Понимаете, теперь все отошло в прошлое: и обида, и несправедливость, и
потеря доброго имени, и позор тюремного заключения - все исчезло, как сон.
Теперь все можно забыть, теперь все пойдет хорошо. К этому времени он уже
привык жить один, жить отшельником, ему трудно было менять жизнь. Лучше
было знать, что все ушло, словно дурной сон, что эта земля, земля матери,
ее наследие, место ее успокоения, теперь в руках единственного человека,
которому он мог доверять и доверял, хотя давно не разговаривал с ним. Вы
меня понимаете?
Мы смотрели на него, сидя за тем самым столом, где все оставалось, как
было в день смерти судьи Дюкинфилда, за столом, где еще лежали те вещи,
над которыми поднялось дуло револьвера - последнее, что судья увидел на
этом свете, - вещи, знакомые нам много лет: папки для бумаг, заплесневелая
чернильница, тупое перо, к которому привык судья, и маленькая бронзовая
шкатулка, служившая ему, без особой на то надобности, прессом.

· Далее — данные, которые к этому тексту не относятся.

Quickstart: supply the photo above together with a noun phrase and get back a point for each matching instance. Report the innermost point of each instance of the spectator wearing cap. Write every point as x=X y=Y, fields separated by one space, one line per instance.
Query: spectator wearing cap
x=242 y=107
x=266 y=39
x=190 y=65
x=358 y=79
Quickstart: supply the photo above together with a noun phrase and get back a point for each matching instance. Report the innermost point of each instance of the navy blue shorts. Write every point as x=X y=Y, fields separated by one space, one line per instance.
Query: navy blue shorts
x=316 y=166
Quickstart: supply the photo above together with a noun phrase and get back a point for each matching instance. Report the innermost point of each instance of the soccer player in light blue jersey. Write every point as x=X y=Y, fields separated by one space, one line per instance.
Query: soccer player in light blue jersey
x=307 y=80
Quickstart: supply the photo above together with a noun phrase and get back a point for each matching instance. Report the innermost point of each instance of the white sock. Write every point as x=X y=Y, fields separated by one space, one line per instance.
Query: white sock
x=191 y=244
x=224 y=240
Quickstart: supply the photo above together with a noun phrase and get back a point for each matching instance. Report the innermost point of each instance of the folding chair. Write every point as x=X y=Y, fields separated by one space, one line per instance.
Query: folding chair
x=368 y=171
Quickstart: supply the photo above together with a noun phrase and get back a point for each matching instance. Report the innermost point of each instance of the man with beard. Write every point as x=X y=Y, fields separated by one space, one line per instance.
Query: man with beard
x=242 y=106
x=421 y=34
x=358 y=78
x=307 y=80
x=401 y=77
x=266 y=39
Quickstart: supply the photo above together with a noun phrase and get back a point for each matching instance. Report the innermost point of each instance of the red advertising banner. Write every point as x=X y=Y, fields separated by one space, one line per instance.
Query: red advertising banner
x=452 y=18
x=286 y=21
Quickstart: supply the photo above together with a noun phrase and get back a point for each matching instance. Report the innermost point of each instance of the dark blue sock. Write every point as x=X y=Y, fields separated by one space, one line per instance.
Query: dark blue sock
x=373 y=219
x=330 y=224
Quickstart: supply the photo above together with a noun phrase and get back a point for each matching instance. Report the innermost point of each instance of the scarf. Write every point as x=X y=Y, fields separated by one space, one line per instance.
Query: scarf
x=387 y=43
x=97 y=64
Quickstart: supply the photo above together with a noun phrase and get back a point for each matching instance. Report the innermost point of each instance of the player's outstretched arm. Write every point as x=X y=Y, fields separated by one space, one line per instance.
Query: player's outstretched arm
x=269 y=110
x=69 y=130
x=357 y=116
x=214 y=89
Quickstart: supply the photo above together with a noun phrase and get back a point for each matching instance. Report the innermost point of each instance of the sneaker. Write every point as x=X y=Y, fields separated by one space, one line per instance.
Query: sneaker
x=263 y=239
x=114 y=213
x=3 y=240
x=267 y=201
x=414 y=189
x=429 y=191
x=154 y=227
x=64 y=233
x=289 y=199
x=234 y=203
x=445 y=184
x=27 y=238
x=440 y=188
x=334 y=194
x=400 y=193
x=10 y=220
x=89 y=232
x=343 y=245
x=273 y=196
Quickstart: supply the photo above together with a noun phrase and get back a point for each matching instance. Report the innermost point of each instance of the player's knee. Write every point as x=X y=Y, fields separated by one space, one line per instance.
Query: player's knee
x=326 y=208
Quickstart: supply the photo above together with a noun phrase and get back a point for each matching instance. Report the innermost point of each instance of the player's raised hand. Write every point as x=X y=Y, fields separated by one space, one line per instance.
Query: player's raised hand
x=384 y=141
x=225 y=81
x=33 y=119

На разных
концах деревянной скамьи неподвижно сидели оба брата и пристально смотрели
на Стивенса.
- Нет, не понимаем, - сказал старшина присяжных. - К чему вы клоните?
Какая связь между всем этим и убийством судьи Дюкинфилда?

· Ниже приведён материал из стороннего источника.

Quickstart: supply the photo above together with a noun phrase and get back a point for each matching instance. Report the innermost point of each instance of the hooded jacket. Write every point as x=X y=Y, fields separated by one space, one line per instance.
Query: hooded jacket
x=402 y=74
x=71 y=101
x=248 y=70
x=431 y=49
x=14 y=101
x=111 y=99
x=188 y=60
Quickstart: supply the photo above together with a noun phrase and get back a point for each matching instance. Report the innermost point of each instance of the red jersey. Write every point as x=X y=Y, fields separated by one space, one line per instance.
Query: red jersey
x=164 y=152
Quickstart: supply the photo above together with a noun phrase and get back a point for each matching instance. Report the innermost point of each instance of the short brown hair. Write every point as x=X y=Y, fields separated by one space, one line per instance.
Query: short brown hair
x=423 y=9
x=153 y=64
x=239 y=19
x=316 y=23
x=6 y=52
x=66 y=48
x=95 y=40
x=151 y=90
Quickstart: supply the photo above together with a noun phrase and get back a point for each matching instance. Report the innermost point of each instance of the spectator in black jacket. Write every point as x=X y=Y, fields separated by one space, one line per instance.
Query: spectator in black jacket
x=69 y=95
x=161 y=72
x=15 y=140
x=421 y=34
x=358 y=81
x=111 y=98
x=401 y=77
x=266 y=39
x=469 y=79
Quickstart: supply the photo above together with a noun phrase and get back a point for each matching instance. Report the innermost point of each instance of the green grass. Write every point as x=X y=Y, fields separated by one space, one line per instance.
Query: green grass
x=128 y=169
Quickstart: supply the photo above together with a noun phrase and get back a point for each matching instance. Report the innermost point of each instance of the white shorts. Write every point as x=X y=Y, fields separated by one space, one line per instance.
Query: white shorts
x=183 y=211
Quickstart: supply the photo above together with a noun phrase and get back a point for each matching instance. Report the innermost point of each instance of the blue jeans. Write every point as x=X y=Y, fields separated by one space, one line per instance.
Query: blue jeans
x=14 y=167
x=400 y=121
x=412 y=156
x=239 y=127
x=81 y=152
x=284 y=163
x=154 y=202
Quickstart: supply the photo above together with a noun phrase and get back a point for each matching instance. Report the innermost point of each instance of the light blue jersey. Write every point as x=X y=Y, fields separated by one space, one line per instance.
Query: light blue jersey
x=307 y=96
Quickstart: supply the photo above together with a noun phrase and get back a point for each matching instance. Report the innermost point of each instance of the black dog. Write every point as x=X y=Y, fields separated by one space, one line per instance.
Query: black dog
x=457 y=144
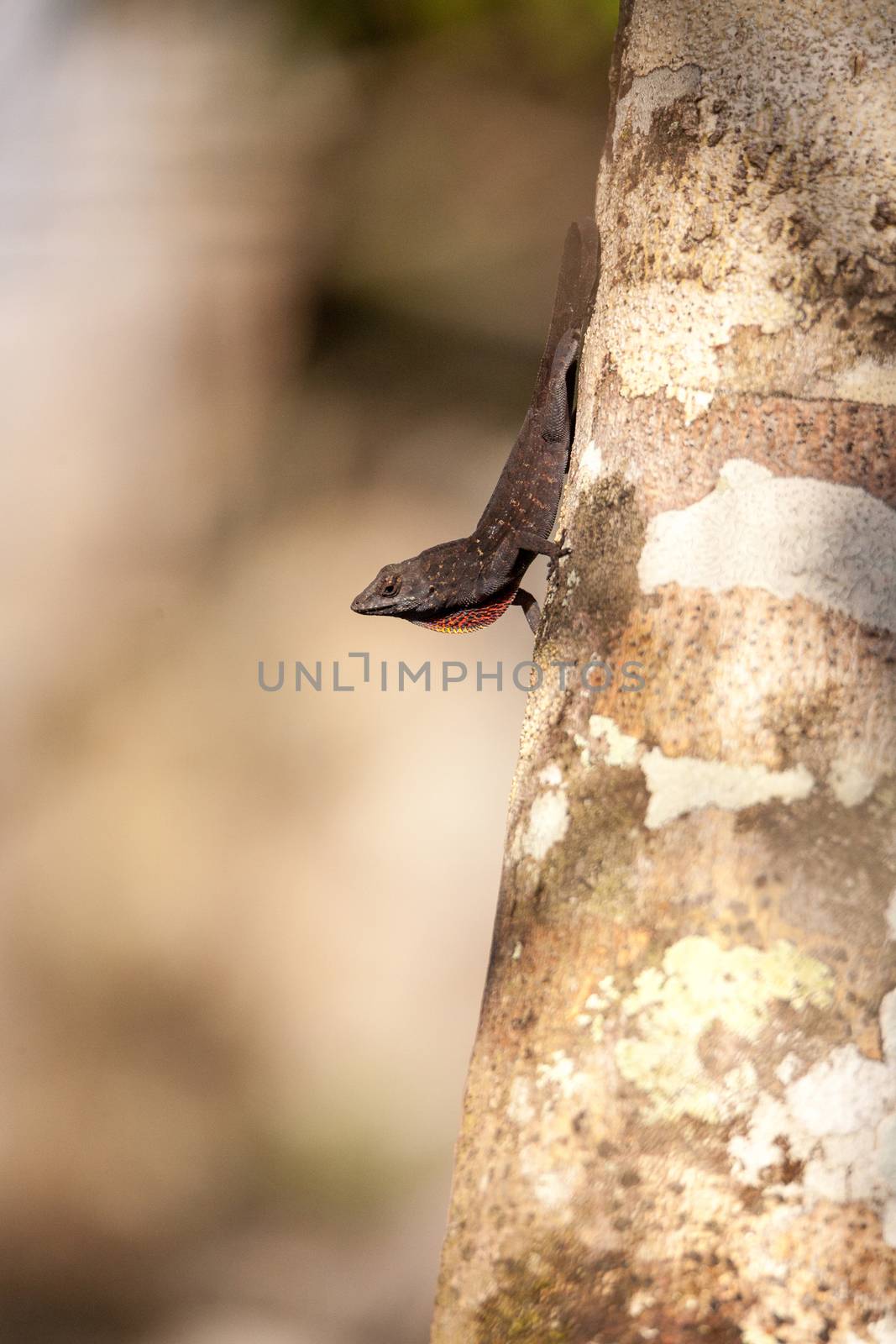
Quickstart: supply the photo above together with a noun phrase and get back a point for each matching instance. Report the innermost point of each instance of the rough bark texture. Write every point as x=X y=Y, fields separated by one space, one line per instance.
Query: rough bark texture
x=681 y=1109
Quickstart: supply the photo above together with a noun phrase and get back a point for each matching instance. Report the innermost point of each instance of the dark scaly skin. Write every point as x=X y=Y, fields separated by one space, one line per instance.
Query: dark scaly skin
x=468 y=584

- А вот какая, - сказал Стивенс. - Судья Дюкинфилд должен был утвердить
завещание, но его убили. Завещание несколько необычное, но от мистера
Холленда можно было всего ожидать. Впрочем, составлено оно по всей форме,
и наследники вполне удовлетворены; все мы отлично знали, что половина
земли отойдет к Ансу, как только он потребует. Значит, завещание
правильное, и утверждение его - пустая формальность. Однако судья
Дюкинфилд задержал бумагу почти на три недели, а потом погиб. Значит, тот
человек, который считал, что ему надо выждать...
- Какой человек? - перебил старшина присяжных.
- Погодите, - сказал Стивенс. - Этому человеку нужно было одно -
выждать. Но не ожидание его смущало - он уже пятнадцать лет ждал. Не в том
было дело. Дело было совсем в другом, а узнал он об этом (или вспомнил),
когда оказалось, что уже поздно и что забывать ничего не следовало. А
человек он был хитрый, человек он был терпеливый, дальновидный, настолько
терпеливый, что спокойно ждал пятнадцать лет, настолько дальновидный, что
он все обдумал, все принял в расчет, кроме одного - кроме своей памяти. А
когда стало слишком поздно, он вдруг вспомнил, что существует еще один
человек, которому должно быть известно то, о чем он сам забыл. И этот
человек - судья Дюкинфилд. Судья тоже знал, в чем дело, а именно: та белая
лошадь никак не могла убить мистера Холленда.
Он замолчал, и в зале стало совершенно тихо. Присяжные молча сидели за
столом, глядя на Стивенса. Ансельм повернул свое злое, исхлестанное
морщинами лицо сначала к брату, взглянул на него, потом снова уставился на
Стивенса, слегка наклоняясь вперед. Вирджиниус сидел неподвижно,
серьезное, сосредоточенное выражение его лица не изменилось. Между ним и
стеной сидел Гренби Додж, их родственник. Он сложил руки на коленях,
наклонил голову, как в церкви. Мы знали о нем только то, что он был
бродячим проповедником, а иногда собирал табунок захудалых коней и мулов и
где-то продавал или менял их. Он был так молчалив, так не уверен в себе и
застенчив, что всякое общение с людьми было для него пыткой, и мы жалели
его той смешанной с отвращением жалостью, с какой смотришь на
раздавленного червяка, и боялись даже заговорить с ним, чтобы не
заставлять его вымучивать из себя ответы на наши вопросы. Но мы видели,
как по воскресеньям на амвонах сельских церквей его словно подменяли: он
становился другим человеком, и голос у него был звучный, задушевный и
уверенный, совершенно не соответствующий его внешности и характеру.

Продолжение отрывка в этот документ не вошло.